In scientific notation, all numbers are written in the form
*m* × 10^{e}.
Here, *m* (called *significand*) is a number
greater than or equal to 1 and less than 10,
and *e* (called *exponent*) is an integer.
For example, a number 13.5 is equal to 1.35×10^{1},
so we can express it in scientific notation with significand 1.35 and exponent 1.

As binary number representation is convenient on computers,
let's consider *binary scientific notation* with base two, instead of ten.
In binary scientific notation, all numbers are written in the form
*m* × 2^{e}.
Since the base is two, *m* is limited to be less than 2.
For example, 13.5 is equal to 1.6875×2^{3},
so we can express it in binary scientific notation
with significand 1.6875 and exponent 3.
The significand 1.6875 is equal to 1 + 1/2 + 1/8 + 1/16,
which is 1.1011_{2} in binary notation.
Similarly, the exponent 3 can be expressed as 11_{2} in binary notation.
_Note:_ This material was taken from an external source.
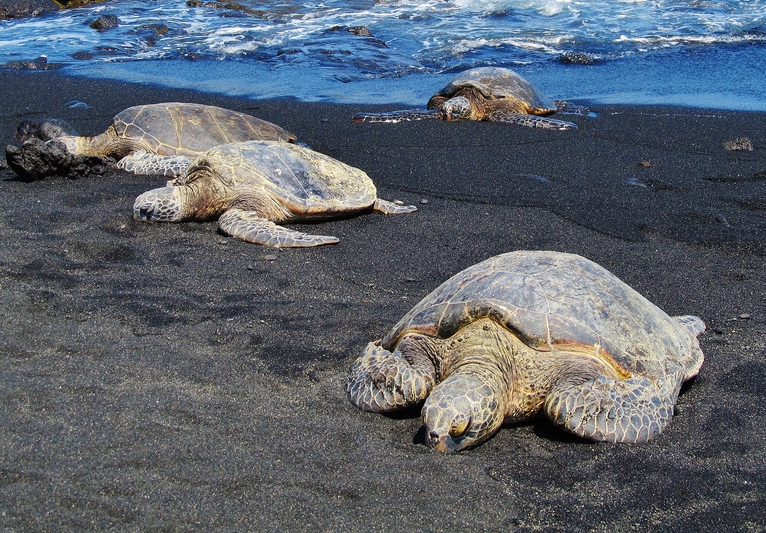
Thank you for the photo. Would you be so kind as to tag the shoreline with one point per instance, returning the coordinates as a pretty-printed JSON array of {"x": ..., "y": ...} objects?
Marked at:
[{"x": 165, "y": 376}]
A floating-point number expresses a number in binary scientific notation in finite number of bits.
Although the accuracy of the significand and the range of the exponent are limited by the number of bits, we can express numbers in a wide range with reasonably high accuracy.

In this problem, we consider a 64-bit floating-point number format,
simplified from one actually used widely,
in which only those numbers greater than or equal to 1 can be expressed.
Here, the first 12 bits are used for the exponent and the remaining 52 bits for the significand.
Let's denote the 64 bits of a floating-point number by
*b*_{64}...*b*_{1}.
With *e* an unsigned binary integer
(*b*_{64}...*b*_{53})_{2},
and with *m* a binary fraction represented by the remaining 52 bits
plus one (1.*b*_{52}...*b*_{1})_{2},
the floating-point number represents the number
*m* × 2^{e}.

We show below the bit string of the representation of 13.5 in the format described above.

In floating-point addition operations, the results have to be approximated by numbers representable in floating-point format.
Here, we assume that the approximation is by truncation.
When the sum of two floating-point numbers *a* and *b* is expressed in binary scientific notation as
*a* + *b* = *m* × 2^{e} (1 ≤ *m* < 2, 0 ≤ *e* < 2^{12}),
the result of addition operation on them will be a floating-point number with its first 12 bits representing *e* as an unsigned integer
and the remaining 52 bits representing the first 52 bits of the binary fraction of *m*.

A disadvantage of this approximation method is that the approximation error accumulates easily.
To verify this, let's make an experiment of adding a floating-point number many times, as in the pseudocode shown below.
Here, *s* and *a* are floating-point numbers, and the results of individual addition are approximated as described above.

*s* := *a*
for *n* times {
*s* := *s* + *a*
}

For a given floating-point number *a* and a number of repetitions *n*,
compute the bits of the floating-point number *s* when the above pseudocode finishes.

The input consists of at most 1000 datasets, each in the following format.

*n*

*b*_{52}...*b*_{1}

*n* is the number of repetitions. (1 ≤ *n* ≤ 10^{18})
For each *i*, *b*_{i} is either 0 or 1.
As for the floating-point number *a* in the pseudocode, the exponent is 0 and the significand is *b*_{52}...*b*_{1}.

The end of the input is indicated by a line containing a zero.